I am running ahead a little. What is fulling? The fuller's trade included washing, cleaning, shrinking and beating the cloth in order to thicken it. The process was performed in flowing water by men's feet tramping soap and fuller's earth, which covered the cloth : later men's feet were replaced by a pounding mill. The term "fulling" gradually went out of use in the wake of the larger process of ''milling'' although the description "fulling rollers" is still in use today.
After the cloth had been fulled, the fuller stretched it out on racks to dry, then raised the nap with teazel heads and trimmed the surface of the cloth to a velvety finish with the massive fuller's shears. The actual spinning of the cloth by spinsters, would have formed a very useful cottage industry in the area. De Lucy, of course, was a very discerning man. Even today, when you walk along the banks or 01d Alresford Pond towards Bishop's Sutton you come upon clumps of teazels growing undisturbed except for flower arrangers.
Other authorities write of 1290 as the date of the establishment or these fulling malls in Britain, so Alresford had an 80 year advantage on the majority of mills.
For wool the most important native English sheep are the Down (Southdown, Shropshire and Hampshire),the Lincoln and the Leicester breeds.
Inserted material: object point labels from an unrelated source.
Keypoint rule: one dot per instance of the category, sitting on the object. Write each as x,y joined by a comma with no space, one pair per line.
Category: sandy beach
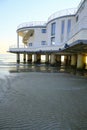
43,101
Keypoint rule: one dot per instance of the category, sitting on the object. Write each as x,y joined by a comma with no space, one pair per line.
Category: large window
52,40
43,30
43,42
53,27
62,27
69,26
These yield a longer and coarser fibre, and in the last century were crossed with the Merino stock giving "cross-breeds" Corriedale Polwarth etc), with a relatively fine Wool intermediate in length between medium and long wool breeds. World production is made up of about a third from Merinos and a half from cross-breds.
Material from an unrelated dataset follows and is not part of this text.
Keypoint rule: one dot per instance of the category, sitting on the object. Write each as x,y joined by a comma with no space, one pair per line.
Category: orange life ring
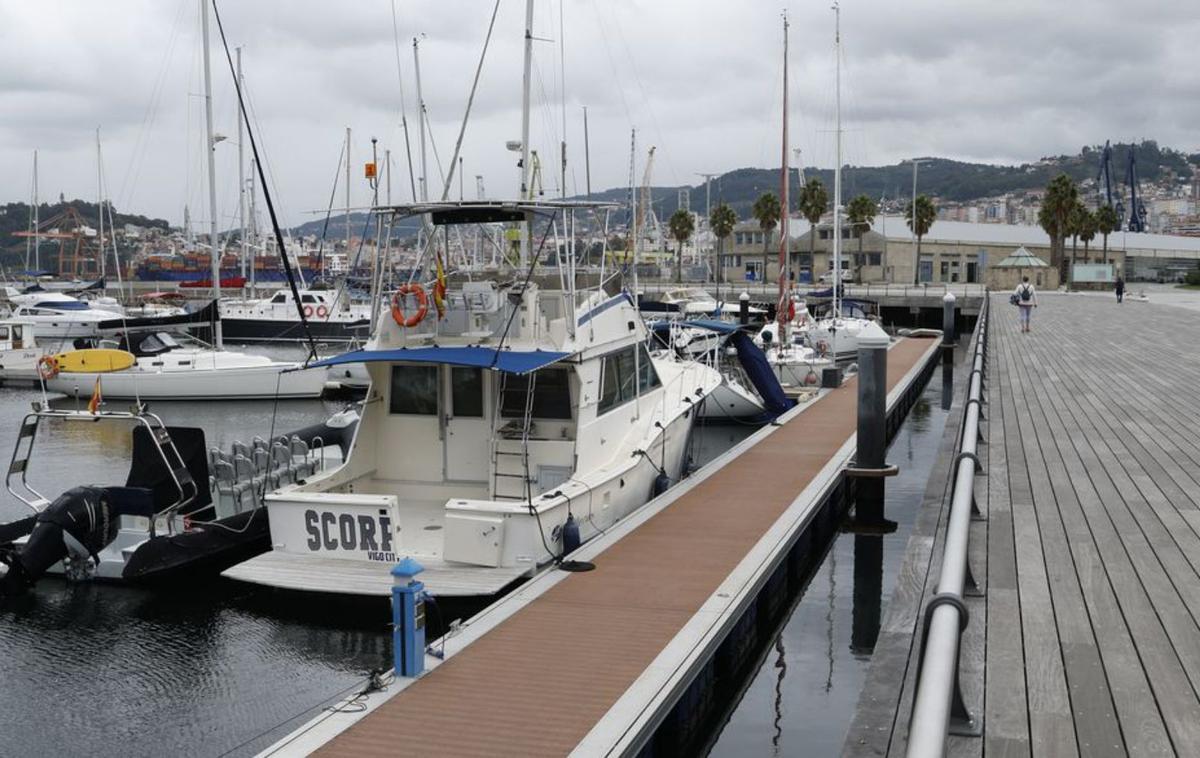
397,305
47,367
The Survey goes on to tell us that by the XVth century, the cloth trade in Winchester had gone into decline and the towns north west of Salisbury developed the very successful Cotswold and South West cloth trade. The Black Death, as is well known, swept up from Dorset to London in the middle of the XIVth century, depopulating the countryside and destroying our native industries. But for us in Alresford there is evidence that the trade hung on in a small way for another century. If one reads Robert Boyes' Fields as they lie' here is a record or the stretching frames still in use in the meadows. Some of these of course, must have been used by the tanners, the new trade of Alresford but it is nice to think that a few at least were still being used by the fullers.
John Adams, October 1994.
Sources and further reading:
Biddle : Survey of Medieval Winchester : 1985 : Hampshire
Robert Boyes : Fields as they lie : H.R.O.
H. McKiseck : The Fourteenth Century : 1959 : O.U.P.
Kelley : Museum or Science and Industry, Leeds.
Society for the Preservation of Ancient Buildings
Fulling Mills, Paper Number 5.
The writer acknowledges with gratitude the lessons learnt and the information gained from the late Digby Grist on our walks together.